Responding to Proposition 13-style pressure from residents, the Fairfax County Board of Supervisors this week established a citizen commission to recommend by next spring how the county and should raise and spend its money and run county operations.
THe 48-member commission, made up of four committees, will study current county management and spending practices during the next several months. The supervisors expect the commission's recommendations by the time they act on next year's budget in April.
"This commission could provide the first real look at the county budget," said Supervisor Marie B. Travesky (R-Springfield) of the citizen group that the supervisors approved Monday by a 6-0 vote.
The commission is intended to advise the supervisors on what services the county needs most, how management of county operations needs improvement and how funds can be raised without increasing property taxes.
The board also appointed members of the commission Monday.
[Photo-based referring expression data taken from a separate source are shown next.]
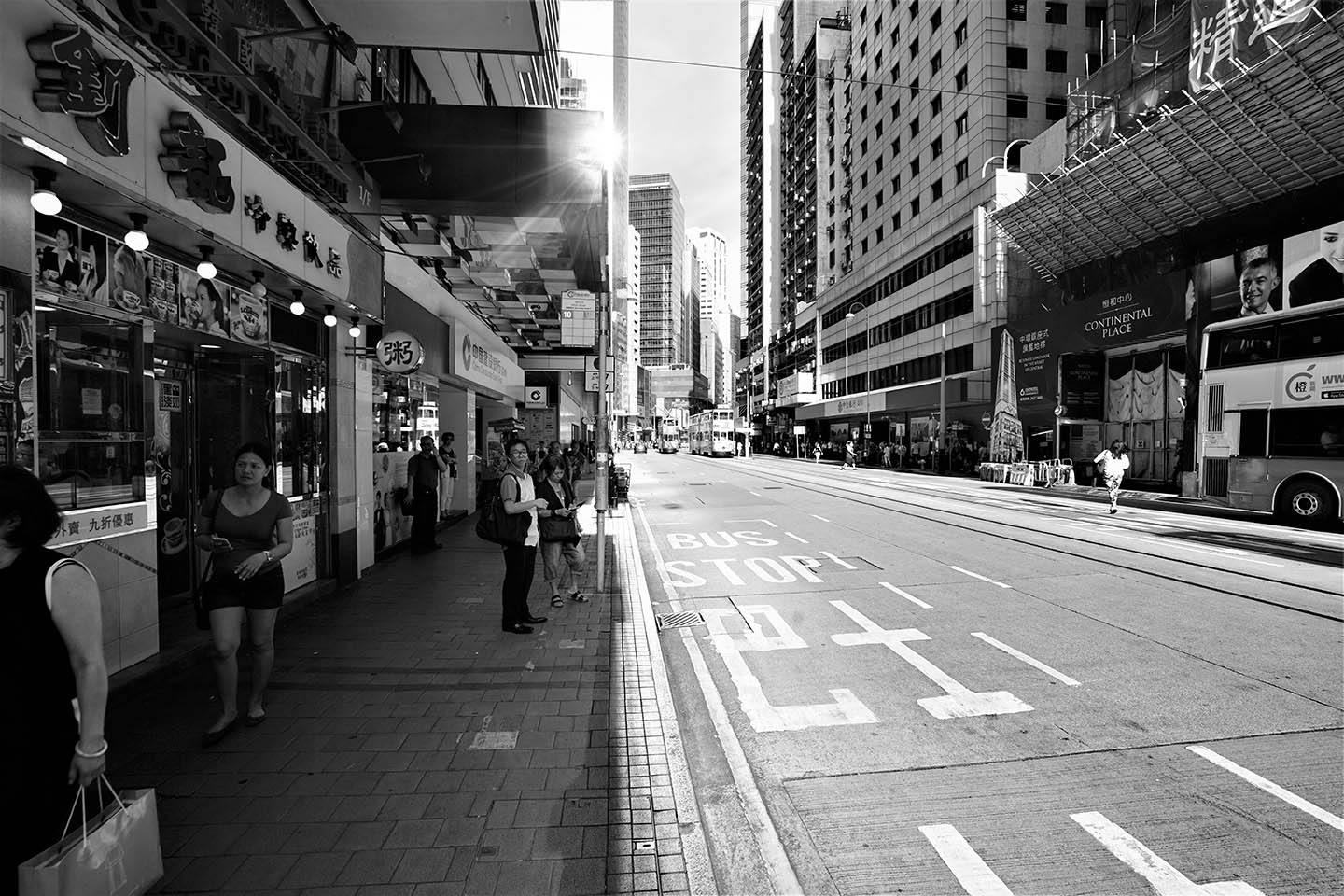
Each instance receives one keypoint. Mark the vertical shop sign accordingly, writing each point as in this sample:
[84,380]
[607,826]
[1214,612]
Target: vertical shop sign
[74,79]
They include professionals in management and budgeting , busineessmen and representatives from the supervisors magesterial districts, civic associations and school organizations.
County Executive Leonard Whorton recommended in July to establish the body, called the Fiscal Affairs Advisory Commission, noting that "for the past two or three years there have been noticeable signs of increasing taxpayer resistance to the rising cost of government . . . illustrated dramatically by the passage of proposition 13 in California."
The supervisors broadened the responsibilities of the commission Monday by requiring that two of the commission's four committees study the spending and management of all county agencies - whether the agencis serve internal functions, such as personel recruitment, or directly provide services to residents, such as the Department of Public Works.
WHorton earlier had recommended that the committee studying "community priorities" limit itself to studying only programs and agencies providing direct services to residents and that the committee on management only study the practices of agencies providing services for staff functions.
However, the board decision to broaden the purview of the two committees pleased supervisor Audrey Moore (D-Annandale) who said, "Otherwise, the work of the commission would have been too fragmented, with nobody being able to see the whole picture."
The commission also includes a tax and revenue committee that will study sources of county income, such as real estate taxes, and ways to develop other sources of income.
Recommendations by the three committees will go to a steering committee, whcih will compile the work of other committees and present a final report to the supervisors by March 2.